Last, we'll create a firewall rule to allow UDP traffic on the above configured port, verifying the configuration after reloading it:

$ ufw allow 51820/udp
$ ufw reload
$ ufw status verbose

With our VPN server configured, it's time to bring up the interface using the wg-quick utility. We will also enable the wg0 interface by default on boot while we're at it.

$ sudo wg-quick up wg0
$ sudo systemctl enable wg-quick@wg0

And with that, we can verify the network has been created and that the wg0 interface exists and has an IP address assigned.

$ sudo wg show
$ ifconfig wg0

Client Setup

With our server configured and accessible to the outside world, we'll configure our first client. Again, it is assumed you are running Ubuntu, however the steps should not differ in any drastic way as far as I know. It is assumed Wireguard is installed, and that public and private keys have been generated on the client system.

We will create another configuration file for our wg0 interface, this time on the client system.
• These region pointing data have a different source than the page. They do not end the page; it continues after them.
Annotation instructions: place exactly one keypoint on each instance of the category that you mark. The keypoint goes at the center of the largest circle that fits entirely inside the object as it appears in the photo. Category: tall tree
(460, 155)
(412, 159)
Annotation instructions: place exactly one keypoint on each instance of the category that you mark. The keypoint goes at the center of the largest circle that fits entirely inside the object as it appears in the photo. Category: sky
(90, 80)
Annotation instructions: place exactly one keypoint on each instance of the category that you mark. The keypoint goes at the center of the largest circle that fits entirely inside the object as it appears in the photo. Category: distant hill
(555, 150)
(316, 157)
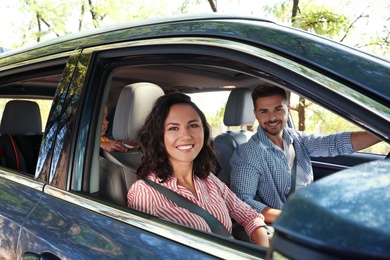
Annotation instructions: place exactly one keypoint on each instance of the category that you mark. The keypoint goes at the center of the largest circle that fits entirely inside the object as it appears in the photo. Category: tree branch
(213, 5)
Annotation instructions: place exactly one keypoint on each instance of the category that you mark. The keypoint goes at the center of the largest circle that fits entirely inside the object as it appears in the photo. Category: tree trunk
(301, 105)
(301, 114)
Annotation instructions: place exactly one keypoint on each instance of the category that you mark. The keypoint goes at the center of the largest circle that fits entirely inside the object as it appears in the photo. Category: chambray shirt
(259, 167)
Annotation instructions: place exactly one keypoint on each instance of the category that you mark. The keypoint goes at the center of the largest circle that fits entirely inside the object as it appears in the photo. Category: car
(62, 198)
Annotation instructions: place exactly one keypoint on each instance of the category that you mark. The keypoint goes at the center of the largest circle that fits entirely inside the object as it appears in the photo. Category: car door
(17, 201)
(69, 222)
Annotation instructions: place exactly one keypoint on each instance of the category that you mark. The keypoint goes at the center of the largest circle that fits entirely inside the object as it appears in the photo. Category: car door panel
(73, 232)
(324, 166)
(16, 203)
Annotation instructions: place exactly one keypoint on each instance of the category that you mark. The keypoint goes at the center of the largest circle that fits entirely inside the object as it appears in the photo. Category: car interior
(132, 92)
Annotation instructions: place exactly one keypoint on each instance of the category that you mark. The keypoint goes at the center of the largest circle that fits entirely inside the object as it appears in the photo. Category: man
(261, 168)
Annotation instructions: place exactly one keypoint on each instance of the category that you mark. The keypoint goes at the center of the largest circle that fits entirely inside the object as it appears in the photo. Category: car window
(44, 106)
(318, 120)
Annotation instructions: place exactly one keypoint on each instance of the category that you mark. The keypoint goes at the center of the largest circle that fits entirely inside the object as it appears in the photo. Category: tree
(314, 18)
(45, 19)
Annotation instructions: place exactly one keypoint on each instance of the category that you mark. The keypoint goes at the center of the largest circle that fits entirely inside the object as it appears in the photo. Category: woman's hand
(260, 237)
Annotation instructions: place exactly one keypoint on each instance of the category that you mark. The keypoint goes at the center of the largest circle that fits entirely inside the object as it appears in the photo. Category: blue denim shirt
(260, 168)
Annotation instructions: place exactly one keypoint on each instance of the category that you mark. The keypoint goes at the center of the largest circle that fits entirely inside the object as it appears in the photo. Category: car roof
(364, 72)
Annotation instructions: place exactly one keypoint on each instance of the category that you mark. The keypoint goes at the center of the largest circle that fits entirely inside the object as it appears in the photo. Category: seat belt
(293, 177)
(214, 224)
Create the file /etc.wireguard/wg0.conf and open it in a text editor:

[Interface]
PrivateKey = <Your Client's Private Key>
Address = 10.10.0.2

[Peer]
PublicKey = <Your Server's Public Key>
Endpoint = <Your Server's IP or Hostname>:<Your Server's ListenPort>
AllowedIPs = 0.0.0.0/0, ::/0

Here we specify our client's private key and IP address. Since we configured our server to have the address 10.10.0.1, we set our client's address to 10.10.0.2.
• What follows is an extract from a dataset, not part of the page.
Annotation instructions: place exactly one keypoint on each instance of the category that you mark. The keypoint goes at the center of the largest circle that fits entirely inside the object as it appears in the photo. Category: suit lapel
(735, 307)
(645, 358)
In addition to the [Interface] section, which you should recognize from configuring our server, we also have a new [Peer] section. This section tells our client which server to communicate with, and provides the server's public key for authentication purposes. For the Endpoint we specify an IP address or hostname along with the configured port, ie.) example.com:51820.

Now that we have configured our client, it's time to add the client to the server's list of peers. This is done by running the following command on the server:

$ sudo wg set wg0 peer <Your Client's Public Key> allowed-ips <Your Client's IP Address>

Switching back to our client machine, we can finally bring up the wg0 interface:

$ sudo wg-quick up wg0

With the wg0 interface up, we can verify that we are connected and have an IP.

$ sudo wg
# Last two lines of output should be similar to the following
  latest handshake: 4 seconds ago
  transfer: 1.31 KiB received, 5.27 KiB sent
$ ifconfig wg0
$ ping 10.10.0.1

The wg0 interface can be brought up and down at any time by running sudo wg-quick up wg0 and sudo wg-quick down wg0 respectively; you should notice your public IP changing with the status of the interface.

Wrapping Up

As you can see, Wireguard is incredibly simple to set up, taking only a few minutes. Once clients have been connected, it is easy to bring the VPN tunnel up or down, and roaming between connections and public addresses is not a problem, being handled automatically by Wireguard.

The above configuration is very basic and can be improved upon in a number of ways. For example, I am essentially ignoring the existence of IPv6 here; this can be configured as well, and is documented on the Wireguard website.

I am looking forward to the continued development of Wireguard, and will be playing with their new Wireguard App for iOS in the new future as well.